Si sentivano sempre, nei telegiornali, notizie di aggressioni a sfondo omofobico. Persone cosiddette normali con la convinzione che la loro normalità fosse la chiave di volta con cui guardare tutti gli altri componenti della società, e con cui giudicare coloro che non si associano a tale ideale di normalità.

Sì, si sentivano sempre... ma quando capitava ad una persona vicina, o a se stessi in prima persona, la storia era totalmente diversa. La paura contro cui si doveva combattere era totalmente diversa.

« Per... te » soffiò piano, socchiudendo gli occhi.

Lo vide chiaramente, passare come un’ombra nelle iridi blu dell’altro: il senso di colpa che si trasformava pian piano in panico, divorando ogni briciolo di ragione e di buon senso.

Si sentì in dovere di fermare qualsiasi brutto pensiero che, ne era sicuro, stava proliferando nella mente di Alek.

« Ehi, non mi hanno fatto niente, ok? » disse subito, posandogli le mani sulle guance: « solo dei lividi, qualche escoriazione e un polso slogato. Non hanno nemmeno fatto sul serio » aggiunse, cercando di essere convincente per lui ma soprattutto per se stesso.

« Questa volta forse, ma la prossima? » cominciò allora Alek, ma Michael lo fermò subito.

« Ti proibisco di pensare qualsiasi cosa che si avvicini anche solo lontanamente all’idea di lasciarmi, perché so che ci stai pensando, ti conosco troppo bene » disse.

Alek fece schioccare le labbra, in disappunto.

Strinse i denti prima di sospirare e parlare di nuovo: « mi dispiace deluderti, ma non sono così forte per poter fare una cosa simile » commentò, poi portò le proprie mani a prendere quelle di Michael e, stringendole, le baciò.

Il castano non poté far altro che sorridere dolcemente. La tensione sembrava, pian piano, scivolare via.
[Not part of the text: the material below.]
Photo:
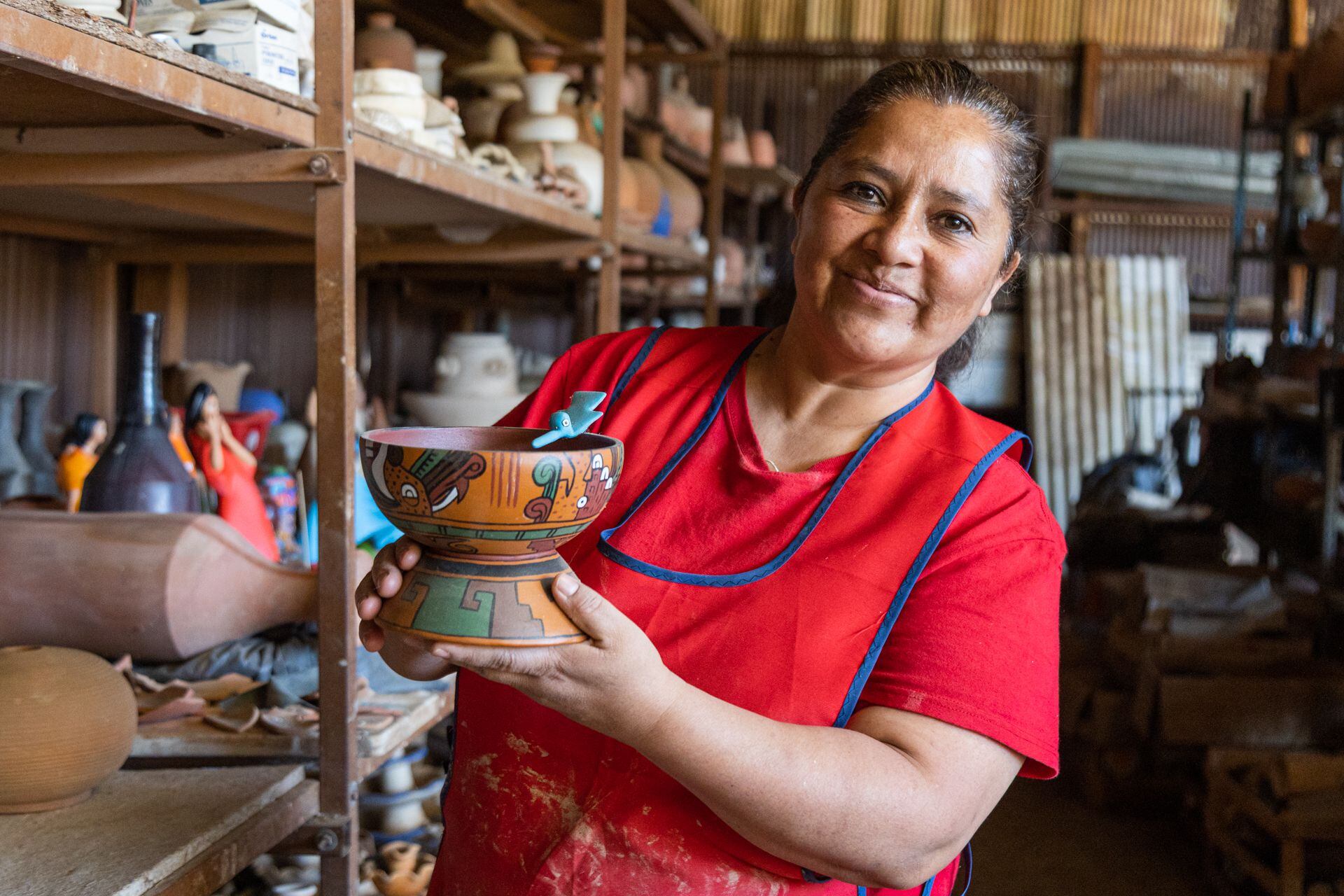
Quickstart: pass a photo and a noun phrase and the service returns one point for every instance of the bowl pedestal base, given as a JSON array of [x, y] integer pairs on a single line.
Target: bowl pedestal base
[[482, 599]]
Eppure, notava qualcosa in lui. Tensione. La presa delle sue mani, seppure sempre gentile, era un po’ più forte e serrata del solito.

Alek aveva la brutta abitudine di pensare solo a se stesso, ma di considerare molto di più le persone che amava e di cui era geloso. E nella sua considerazione, rientrava un modo contorto di dire le cose che lo preoccupavano, o di cui era insicuro, seguendo una tempistica ed un sistema di ragionamento tutto suo.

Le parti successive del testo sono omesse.